I am trying to convert a sam file to bam using the line of code described here, but samtools is throwing the following error at me:
samtools view -bT reference.fasta sequences.sam > sequences.bam [E::sam_parse1] CIGAR and query sequence are of different length [W::sam_read1] parse error at line 102 [main_samview] truncated file.
The offending line looks like this:
SRR808297.2571281 99 gi|309056|gb|L20934.1|MSQMTCG 747 80 101M = 790 142 TTGGTATAAAATTTAATAATCCCTTATTAATTAATAAACTTCGGCTTCCTATTCGTTCATAAGAAATATTAGCTAAACAAAATAAACCAGAAGAACAT @@CFDDFD?HFDHIGEGGIEEJIIJJIIJIGIDGIGDCHJJCHIGIJIJIIJJGIGHIGICHIICGAHDGEGGGGACGHHGEEEFDC@=?CACC>CCC NM:i:2 MD:Z:98A1A
I have seen this error reported elsewhere, it seems to arise from a bug in samtools and solutions don't seem to be universal.
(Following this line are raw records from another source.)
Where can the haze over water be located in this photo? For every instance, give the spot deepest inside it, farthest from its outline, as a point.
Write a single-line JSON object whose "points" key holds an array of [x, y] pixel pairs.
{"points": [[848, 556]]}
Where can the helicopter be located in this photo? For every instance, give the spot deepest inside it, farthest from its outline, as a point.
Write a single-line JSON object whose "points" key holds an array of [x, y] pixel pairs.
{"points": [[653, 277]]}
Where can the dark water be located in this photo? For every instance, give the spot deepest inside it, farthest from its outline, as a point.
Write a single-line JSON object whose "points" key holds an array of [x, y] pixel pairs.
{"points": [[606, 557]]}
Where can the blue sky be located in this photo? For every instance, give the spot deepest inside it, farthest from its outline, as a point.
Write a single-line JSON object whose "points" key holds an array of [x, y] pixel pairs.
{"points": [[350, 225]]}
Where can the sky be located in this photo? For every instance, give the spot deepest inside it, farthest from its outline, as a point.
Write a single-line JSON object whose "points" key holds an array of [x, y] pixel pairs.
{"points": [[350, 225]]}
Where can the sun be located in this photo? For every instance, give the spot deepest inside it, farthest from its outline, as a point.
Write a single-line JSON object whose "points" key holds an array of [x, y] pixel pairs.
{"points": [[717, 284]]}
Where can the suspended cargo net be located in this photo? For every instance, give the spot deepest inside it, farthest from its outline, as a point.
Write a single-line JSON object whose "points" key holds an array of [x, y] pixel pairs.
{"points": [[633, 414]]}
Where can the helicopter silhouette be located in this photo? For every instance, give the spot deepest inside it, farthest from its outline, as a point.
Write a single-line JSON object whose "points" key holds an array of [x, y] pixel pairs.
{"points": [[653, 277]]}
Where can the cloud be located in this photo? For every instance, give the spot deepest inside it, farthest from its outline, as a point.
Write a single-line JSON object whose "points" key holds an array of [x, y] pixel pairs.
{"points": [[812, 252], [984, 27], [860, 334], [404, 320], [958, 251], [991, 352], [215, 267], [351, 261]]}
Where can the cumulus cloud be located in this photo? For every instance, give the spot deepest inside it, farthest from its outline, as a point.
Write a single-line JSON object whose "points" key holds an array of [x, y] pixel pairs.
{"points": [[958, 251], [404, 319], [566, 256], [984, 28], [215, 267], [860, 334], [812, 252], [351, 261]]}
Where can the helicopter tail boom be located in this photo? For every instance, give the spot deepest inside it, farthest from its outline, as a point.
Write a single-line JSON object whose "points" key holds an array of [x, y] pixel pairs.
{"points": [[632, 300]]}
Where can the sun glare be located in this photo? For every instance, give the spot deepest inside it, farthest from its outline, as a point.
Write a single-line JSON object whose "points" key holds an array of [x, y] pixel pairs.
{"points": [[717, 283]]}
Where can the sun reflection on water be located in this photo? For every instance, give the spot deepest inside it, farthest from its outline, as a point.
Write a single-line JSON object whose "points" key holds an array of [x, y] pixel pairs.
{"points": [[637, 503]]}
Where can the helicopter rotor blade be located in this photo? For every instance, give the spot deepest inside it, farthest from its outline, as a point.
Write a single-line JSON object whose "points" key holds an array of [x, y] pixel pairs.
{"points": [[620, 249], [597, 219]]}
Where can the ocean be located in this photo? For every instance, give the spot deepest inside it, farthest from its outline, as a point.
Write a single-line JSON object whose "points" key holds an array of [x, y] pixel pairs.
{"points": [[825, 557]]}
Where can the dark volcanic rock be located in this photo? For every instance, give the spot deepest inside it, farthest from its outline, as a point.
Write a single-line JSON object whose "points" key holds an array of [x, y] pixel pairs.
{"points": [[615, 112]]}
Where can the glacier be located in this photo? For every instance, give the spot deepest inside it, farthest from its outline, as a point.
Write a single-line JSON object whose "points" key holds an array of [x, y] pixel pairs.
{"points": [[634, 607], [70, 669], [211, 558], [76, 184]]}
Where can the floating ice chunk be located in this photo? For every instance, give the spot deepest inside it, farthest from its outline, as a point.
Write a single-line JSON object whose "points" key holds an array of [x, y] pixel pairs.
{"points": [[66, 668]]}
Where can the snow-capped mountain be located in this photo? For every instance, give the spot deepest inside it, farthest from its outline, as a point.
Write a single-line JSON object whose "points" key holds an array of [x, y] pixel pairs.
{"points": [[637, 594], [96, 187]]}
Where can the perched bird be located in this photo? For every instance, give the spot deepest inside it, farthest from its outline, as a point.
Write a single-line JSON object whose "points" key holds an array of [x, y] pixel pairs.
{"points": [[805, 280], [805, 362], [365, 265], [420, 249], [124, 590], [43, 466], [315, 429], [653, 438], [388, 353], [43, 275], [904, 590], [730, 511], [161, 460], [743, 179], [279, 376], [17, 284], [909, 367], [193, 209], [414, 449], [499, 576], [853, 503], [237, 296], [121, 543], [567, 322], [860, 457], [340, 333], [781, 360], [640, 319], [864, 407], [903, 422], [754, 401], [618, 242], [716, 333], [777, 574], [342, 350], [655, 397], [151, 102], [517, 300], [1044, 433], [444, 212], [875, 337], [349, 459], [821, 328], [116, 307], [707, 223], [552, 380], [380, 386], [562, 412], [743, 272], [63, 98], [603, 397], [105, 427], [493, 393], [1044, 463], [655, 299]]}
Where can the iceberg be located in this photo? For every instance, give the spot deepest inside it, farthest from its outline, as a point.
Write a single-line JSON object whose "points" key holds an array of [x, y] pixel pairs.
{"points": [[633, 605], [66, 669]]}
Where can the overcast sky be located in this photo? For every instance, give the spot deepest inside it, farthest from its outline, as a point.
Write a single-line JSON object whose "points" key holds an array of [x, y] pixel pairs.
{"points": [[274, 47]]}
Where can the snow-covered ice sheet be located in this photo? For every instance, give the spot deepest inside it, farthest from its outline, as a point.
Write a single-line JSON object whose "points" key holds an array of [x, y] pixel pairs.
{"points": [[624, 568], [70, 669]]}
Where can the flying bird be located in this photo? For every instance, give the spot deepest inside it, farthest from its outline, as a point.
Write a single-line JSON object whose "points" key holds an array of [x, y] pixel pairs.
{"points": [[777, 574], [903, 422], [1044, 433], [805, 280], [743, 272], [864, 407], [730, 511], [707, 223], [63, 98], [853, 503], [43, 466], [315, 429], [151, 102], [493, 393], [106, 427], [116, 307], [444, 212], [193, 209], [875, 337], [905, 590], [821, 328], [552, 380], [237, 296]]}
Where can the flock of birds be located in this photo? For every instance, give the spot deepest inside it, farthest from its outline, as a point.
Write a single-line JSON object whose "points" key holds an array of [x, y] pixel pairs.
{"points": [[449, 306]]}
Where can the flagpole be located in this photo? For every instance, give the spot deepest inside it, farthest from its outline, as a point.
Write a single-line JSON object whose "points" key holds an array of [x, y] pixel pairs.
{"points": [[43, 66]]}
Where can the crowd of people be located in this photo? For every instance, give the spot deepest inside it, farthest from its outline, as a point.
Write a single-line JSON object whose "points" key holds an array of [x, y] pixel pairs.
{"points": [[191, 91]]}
In my case, I am not sure which is my source of error, but I have a likely culprit: This sequence seems to be two bases shorter than the rest of the sequences with the same CIGAR. Could this be the error? Is that is so, how can I solve it? Bear in mind that my file contains paired end reads. Furthermore, I have several more files producing the same error and have to automatize a solution in a fast an efficient script.